CCCAAAWWW! The crows scream in unison. Horrified, the Old Woman takes a step back, turning to the Goth Teen, "Do you see this? These crows?" The Goth Teen takes no notice of her, his eyes closed as he thumps his foot to the beat of his heavy rock music. Old Woman mutters about "youths today", before turning back to the window just as a crow flies towards it, slamming it self at the glass as another one tries to nudge it's way into the slight opening.

Old Woman staggers back to towards the receptionist, "Uh, Miss? I think there's something wrong..."

Annoyed, the Receptionist looks up from her typing, "What is it now, Mrs...Oh my God!" she shrieks, seeing the crows attacking the window.

The window cracks, then shatters. The murder of crows funnel into the waiting room engulfing the Old Woman. She screams, and then her cries die out as the crows tear out her tongue and devour her eyes. They tear at her throat, blood gushing in torrents. Ripping through her flesh, the crows guzzel down bits of flesh and sinew.

The Receptionist runs to Goth Teen, ripping the ipod from his ear and shaking him frantically, "Help her! Do something!".

Goth Teen looks at her calmly, and with a small smile responds, "I am doing something." One of the crows lands on his shoulder and he pets it affectionately.

"You! What are you?" Receptionist whispers as she backs against the wall.

"Just someone who tires of waiting," Goth Teen, snaps his fingers and all the crow stop their feasting and looks at Goth Teen. With a small smile, Goth Teen subtlely indicates the Receptionist.

"Nooooooo!," the Receptionist shrieks as she starts to flee. CCAAAWWW! The crows flock to her like a giant black vortex, encircling her with such a force that her feet are lifted from the ground. The crows tear into her, hitting several arteries as blood sprays the walls like red paint. Her screams die down as the crows release her. Her mutilated corpse falling to the floor.

Goth Teen looks at her corpse, thoughtfully. Most of her flesh was gone, her bones glinting white through what was left of her clothes.

"Oh, my God!" the Dentist gasps as he entered the room.

"Well, it looks like I'm next, huh Doc?" Goth Teen grins, clapping a hand on the Dentist's shoulder as he walks back towards the exam rooms. The Dentist just crumples to his knees in horror. A crow hops towards the Dentist. CAW!


The End. :)
A very fun scene. You characters were quite realistic and I liked the twist of the goth teen being the evil one. The deaths were quite similar but were still fun and gory. You were also the only one to opt for killing the older woman, which was slightly refreshing.

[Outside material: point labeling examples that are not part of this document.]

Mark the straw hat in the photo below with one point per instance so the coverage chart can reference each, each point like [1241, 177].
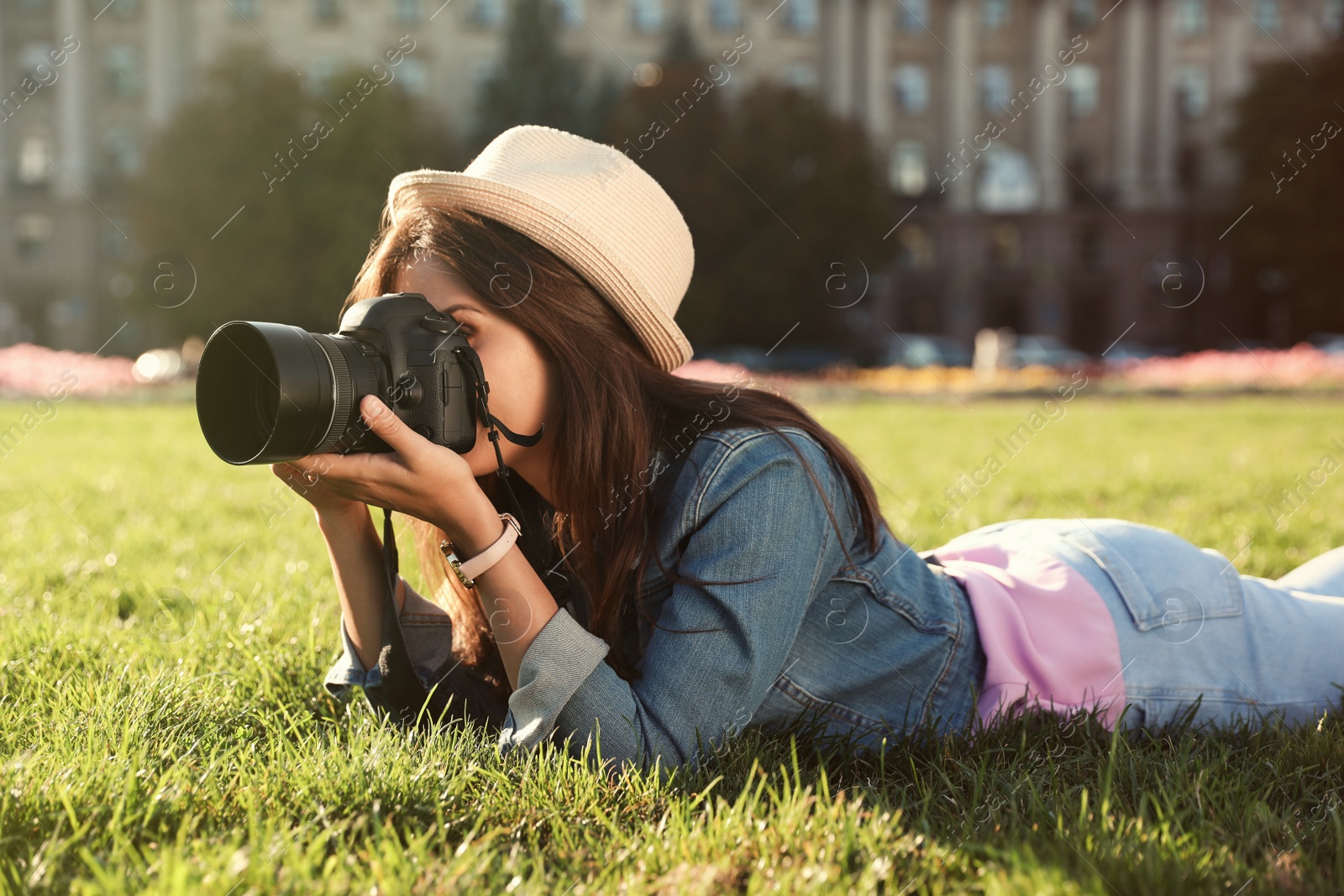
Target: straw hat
[588, 203]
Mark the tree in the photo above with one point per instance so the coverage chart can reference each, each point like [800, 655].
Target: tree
[273, 194]
[784, 202]
[537, 83]
[1290, 148]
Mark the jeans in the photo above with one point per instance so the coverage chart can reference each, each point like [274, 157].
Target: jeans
[1195, 636]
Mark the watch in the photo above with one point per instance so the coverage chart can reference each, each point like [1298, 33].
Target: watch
[468, 570]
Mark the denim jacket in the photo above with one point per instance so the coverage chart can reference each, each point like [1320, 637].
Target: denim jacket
[870, 651]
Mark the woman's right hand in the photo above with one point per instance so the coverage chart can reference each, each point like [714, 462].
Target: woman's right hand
[326, 503]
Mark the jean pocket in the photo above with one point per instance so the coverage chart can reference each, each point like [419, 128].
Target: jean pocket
[1164, 580]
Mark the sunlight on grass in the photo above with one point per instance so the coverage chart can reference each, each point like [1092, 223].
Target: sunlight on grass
[165, 621]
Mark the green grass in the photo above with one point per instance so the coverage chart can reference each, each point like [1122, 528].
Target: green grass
[163, 725]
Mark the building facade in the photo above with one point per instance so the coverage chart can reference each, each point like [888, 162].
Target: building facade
[1053, 152]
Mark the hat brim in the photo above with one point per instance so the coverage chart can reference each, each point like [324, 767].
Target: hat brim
[549, 226]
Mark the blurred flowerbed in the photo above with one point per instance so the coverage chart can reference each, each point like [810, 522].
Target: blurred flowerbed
[30, 369]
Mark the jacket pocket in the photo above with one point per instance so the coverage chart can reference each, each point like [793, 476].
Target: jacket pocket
[1164, 579]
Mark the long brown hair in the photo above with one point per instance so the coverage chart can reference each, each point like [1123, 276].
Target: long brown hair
[618, 406]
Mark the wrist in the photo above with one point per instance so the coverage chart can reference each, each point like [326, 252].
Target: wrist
[475, 526]
[344, 519]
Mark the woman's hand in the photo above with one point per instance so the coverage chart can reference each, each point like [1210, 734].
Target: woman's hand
[418, 479]
[309, 486]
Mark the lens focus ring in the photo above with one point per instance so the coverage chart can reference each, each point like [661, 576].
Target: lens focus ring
[343, 392]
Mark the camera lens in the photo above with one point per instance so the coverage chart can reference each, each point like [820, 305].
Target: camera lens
[272, 392]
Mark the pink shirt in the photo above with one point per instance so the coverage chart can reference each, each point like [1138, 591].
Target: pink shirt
[1047, 634]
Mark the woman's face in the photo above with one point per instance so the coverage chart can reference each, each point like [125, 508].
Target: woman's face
[522, 379]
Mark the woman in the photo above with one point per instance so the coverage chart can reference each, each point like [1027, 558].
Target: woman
[722, 558]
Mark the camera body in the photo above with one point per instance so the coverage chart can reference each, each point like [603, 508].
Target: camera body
[407, 348]
[272, 392]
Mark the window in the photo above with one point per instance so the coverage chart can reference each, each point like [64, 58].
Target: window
[320, 71]
[1332, 16]
[725, 13]
[907, 168]
[112, 237]
[800, 76]
[1082, 13]
[483, 71]
[1193, 90]
[911, 15]
[1005, 244]
[994, 15]
[488, 13]
[1191, 18]
[33, 160]
[121, 154]
[1268, 16]
[1084, 86]
[571, 13]
[911, 87]
[995, 89]
[121, 70]
[31, 234]
[413, 76]
[801, 15]
[123, 8]
[1089, 248]
[34, 60]
[647, 15]
[914, 248]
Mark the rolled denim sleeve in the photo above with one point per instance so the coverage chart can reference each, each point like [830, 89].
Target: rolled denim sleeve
[428, 631]
[717, 649]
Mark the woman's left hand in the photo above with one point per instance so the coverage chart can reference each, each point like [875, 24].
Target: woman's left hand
[418, 479]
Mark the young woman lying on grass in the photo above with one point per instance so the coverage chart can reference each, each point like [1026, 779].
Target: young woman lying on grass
[722, 557]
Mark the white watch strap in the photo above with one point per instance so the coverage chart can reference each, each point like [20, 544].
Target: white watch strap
[490, 557]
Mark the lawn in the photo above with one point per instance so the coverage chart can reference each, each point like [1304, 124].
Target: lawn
[165, 621]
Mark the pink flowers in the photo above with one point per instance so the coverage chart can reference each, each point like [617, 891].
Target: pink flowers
[1256, 369]
[29, 369]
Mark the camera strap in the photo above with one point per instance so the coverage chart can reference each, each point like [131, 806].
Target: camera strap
[402, 687]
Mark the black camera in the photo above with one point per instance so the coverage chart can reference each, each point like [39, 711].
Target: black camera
[270, 392]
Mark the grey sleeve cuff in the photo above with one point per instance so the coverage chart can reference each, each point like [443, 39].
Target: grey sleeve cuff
[559, 660]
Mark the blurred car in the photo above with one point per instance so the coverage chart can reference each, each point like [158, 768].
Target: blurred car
[1047, 351]
[749, 356]
[796, 358]
[1129, 349]
[924, 349]
[1331, 343]
[806, 359]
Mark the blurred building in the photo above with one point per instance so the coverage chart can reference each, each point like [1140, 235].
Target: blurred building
[1043, 223]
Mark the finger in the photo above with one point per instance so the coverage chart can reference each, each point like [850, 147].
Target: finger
[390, 427]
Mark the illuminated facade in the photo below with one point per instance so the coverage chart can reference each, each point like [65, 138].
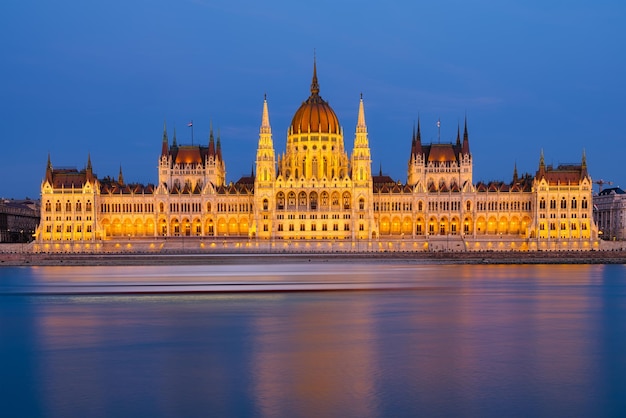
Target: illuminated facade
[315, 195]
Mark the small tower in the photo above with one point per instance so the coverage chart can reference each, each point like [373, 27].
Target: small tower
[264, 196]
[265, 156]
[416, 160]
[361, 156]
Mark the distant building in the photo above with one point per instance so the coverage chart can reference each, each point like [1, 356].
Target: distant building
[610, 213]
[18, 220]
[314, 194]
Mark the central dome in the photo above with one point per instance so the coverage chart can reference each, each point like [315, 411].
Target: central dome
[315, 115]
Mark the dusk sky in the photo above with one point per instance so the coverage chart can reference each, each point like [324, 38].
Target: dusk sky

Unfortunately, the idea of birds being murderers in large numbers and pecking out eyes has been done before, as you know, so you lost points for creativity there. I did like the way you had the birds controlled by somebody, however. But as with Scouse Mac, presenting it as a story put you in a tricky position. You had a person killing so you needed to explain his motives in some way, but you didn't want it too character focused. I think you dealt with this well by having him have very few motives, similar to Michael Myers. Your marks were,

Creativity: 1/3
Logic: 3/3
Perception: 2/3

You, like the others, chose to have a concluding paragraph showing what you made happen after the deaths, which was not needed. However, your one seemed to fit the best. However, your task was you creating two deaths in the scene, not telling a story. The idea is that you are sitting just outside of their world orchestrating events. Everything you made happen afterwards was not necessary. These were people you were controlling, and though I refer to them as characters in my marking, they were not. They were people in a world who you took control of. So, even though yours did fit the best, I could not justify giving you more marks than the other two for perception.

Your overall marks were 6/9. Be pleased, you did very well. And there are more challenges where each of you can do better...or worse. We will find out.